The shaft’s top is adorned with the Apex Grip, which provides a tacky surface to help secure the stick in your hands. The bottom part of the shaft features the Sabre taper with a mid-low flex profile Warrior’s hockey sticks are known for. It provides the strength and power of a mid-kick flex, with a speed release of a lower-kick stick.

Thanks to its structural design and unique taper, Alpha DX Pro allows you to load your shot quickly and release it with incredible power, speed, and accuracy.

Blade:

You might’ve heard about the Alpha DX Pro’s enhanced feel thanks to the redesigned FuelCore blade. Older iterations of Alpha had a softened core which provided incredible feel and power at the cost of a shot’s pop. However, Warrior decided to take a different approach to the FuelCore blade on the Alpha DX Pro.
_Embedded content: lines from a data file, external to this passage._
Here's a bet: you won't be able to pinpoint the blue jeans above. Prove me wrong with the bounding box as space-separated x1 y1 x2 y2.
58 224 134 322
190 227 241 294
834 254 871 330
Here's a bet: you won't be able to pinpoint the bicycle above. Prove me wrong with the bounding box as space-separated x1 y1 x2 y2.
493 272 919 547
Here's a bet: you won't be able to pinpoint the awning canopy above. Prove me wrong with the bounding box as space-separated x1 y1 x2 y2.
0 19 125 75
The blade’s core is now stiffer than other Alphas’ to increase the pop but still soft enough to provide the puck’s extensive feel. It’s made of lightweight polymer wrapped with the Minimus Carbon 1000D composite fibers, which stiffens the blade and gives it exceptional durability.
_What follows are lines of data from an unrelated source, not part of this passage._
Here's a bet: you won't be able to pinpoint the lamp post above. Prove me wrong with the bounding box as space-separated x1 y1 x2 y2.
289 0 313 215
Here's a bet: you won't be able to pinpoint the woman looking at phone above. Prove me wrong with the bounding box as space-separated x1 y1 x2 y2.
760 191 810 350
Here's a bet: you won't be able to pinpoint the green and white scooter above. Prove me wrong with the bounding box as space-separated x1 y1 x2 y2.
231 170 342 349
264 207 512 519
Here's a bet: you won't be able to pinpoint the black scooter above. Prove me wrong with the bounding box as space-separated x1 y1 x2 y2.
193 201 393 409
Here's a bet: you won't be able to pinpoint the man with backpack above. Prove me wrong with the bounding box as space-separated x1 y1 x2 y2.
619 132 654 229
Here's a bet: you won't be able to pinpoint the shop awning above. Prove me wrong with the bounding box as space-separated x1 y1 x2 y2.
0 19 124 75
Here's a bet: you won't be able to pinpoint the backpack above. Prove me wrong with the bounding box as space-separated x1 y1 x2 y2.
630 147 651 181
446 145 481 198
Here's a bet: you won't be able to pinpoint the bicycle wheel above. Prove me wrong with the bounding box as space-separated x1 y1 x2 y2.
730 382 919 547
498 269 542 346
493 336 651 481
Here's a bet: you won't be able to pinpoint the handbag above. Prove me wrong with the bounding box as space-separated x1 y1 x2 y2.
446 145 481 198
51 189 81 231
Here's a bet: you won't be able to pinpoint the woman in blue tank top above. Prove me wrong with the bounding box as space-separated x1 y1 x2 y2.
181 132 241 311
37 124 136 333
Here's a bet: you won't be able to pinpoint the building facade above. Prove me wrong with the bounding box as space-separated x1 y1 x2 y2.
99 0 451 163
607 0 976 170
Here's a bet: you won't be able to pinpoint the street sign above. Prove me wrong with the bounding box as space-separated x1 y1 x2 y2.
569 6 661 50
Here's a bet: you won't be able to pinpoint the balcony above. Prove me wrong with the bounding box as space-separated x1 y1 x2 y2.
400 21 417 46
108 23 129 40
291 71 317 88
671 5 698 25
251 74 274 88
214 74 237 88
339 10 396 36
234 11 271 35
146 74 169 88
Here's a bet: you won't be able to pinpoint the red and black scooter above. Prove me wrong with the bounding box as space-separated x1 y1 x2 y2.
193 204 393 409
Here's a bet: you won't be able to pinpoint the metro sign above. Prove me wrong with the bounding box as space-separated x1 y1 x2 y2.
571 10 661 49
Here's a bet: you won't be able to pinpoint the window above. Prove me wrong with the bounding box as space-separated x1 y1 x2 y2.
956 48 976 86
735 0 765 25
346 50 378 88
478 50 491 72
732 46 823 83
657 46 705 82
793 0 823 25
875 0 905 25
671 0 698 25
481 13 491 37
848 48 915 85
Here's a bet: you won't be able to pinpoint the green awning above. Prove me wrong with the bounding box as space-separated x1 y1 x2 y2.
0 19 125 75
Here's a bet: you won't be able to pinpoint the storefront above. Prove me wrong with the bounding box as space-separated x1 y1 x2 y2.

Warrior Alpha DX Pro Grip Senior Hockey Stick

Performance:

Let’s start from the top. The stick features an Ergo shaft shape, which allows it to sit nicely in the palm of your hands. Its rounded edges and concave walls feel fantastic, especially if you’re not a fan of boxy sticks.

Additionally, the Apex grip allows you to grip the stick’s shaft firmly without limiting any mobility. Admittedly, it’s not the tackiest of grips, so you’ll have to add more grip to it by yourself if necessary. Of course, you can always opt for a clear grip finish if you want to.
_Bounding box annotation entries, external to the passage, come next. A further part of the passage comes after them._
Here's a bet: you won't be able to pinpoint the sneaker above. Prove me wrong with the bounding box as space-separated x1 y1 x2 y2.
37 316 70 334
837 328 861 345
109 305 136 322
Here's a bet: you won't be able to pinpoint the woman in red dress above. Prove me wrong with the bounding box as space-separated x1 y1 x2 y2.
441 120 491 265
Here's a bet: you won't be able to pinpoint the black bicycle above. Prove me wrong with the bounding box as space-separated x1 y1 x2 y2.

The True 1 Phantom construction with Minimus Carbon 1000 performs really well and doesn’t feel heavy, thanks to a well-balanced design. The material does a fantastic job of loading and transferring energy, provides responsiveness and consistency thanks to the flatweave dynamic design.

The Sabre taper plays its part as well, as it provides an incredible balance between quick-release and shot power, providing you with ultimate versatility on ice. It doesn’t twist or bend in any way it shouldn’t, which attributes to shots accuracy.

Overall, despite its weight, the stick is very well-balanced and performs as you would expect from a budget-friendly version of the Alpha DX hockey stick.

PROS

  • It feels lighter than it is
  • Great puck feel and control
  • Durable

CONS

  • Not really a power-shooter

Conclusion:

Warrior Alpha DX Pro is engineered with versatility in mind, as it aims to be a balance point between quick- and power-shots. And though it falls a bit short in the power segment, it still retains its pro-level performance that comes at an accessible price.

This affordably-priced high-performer is best suited for athletes that play 3-4 times a week and desire to sharpen their competitive edge.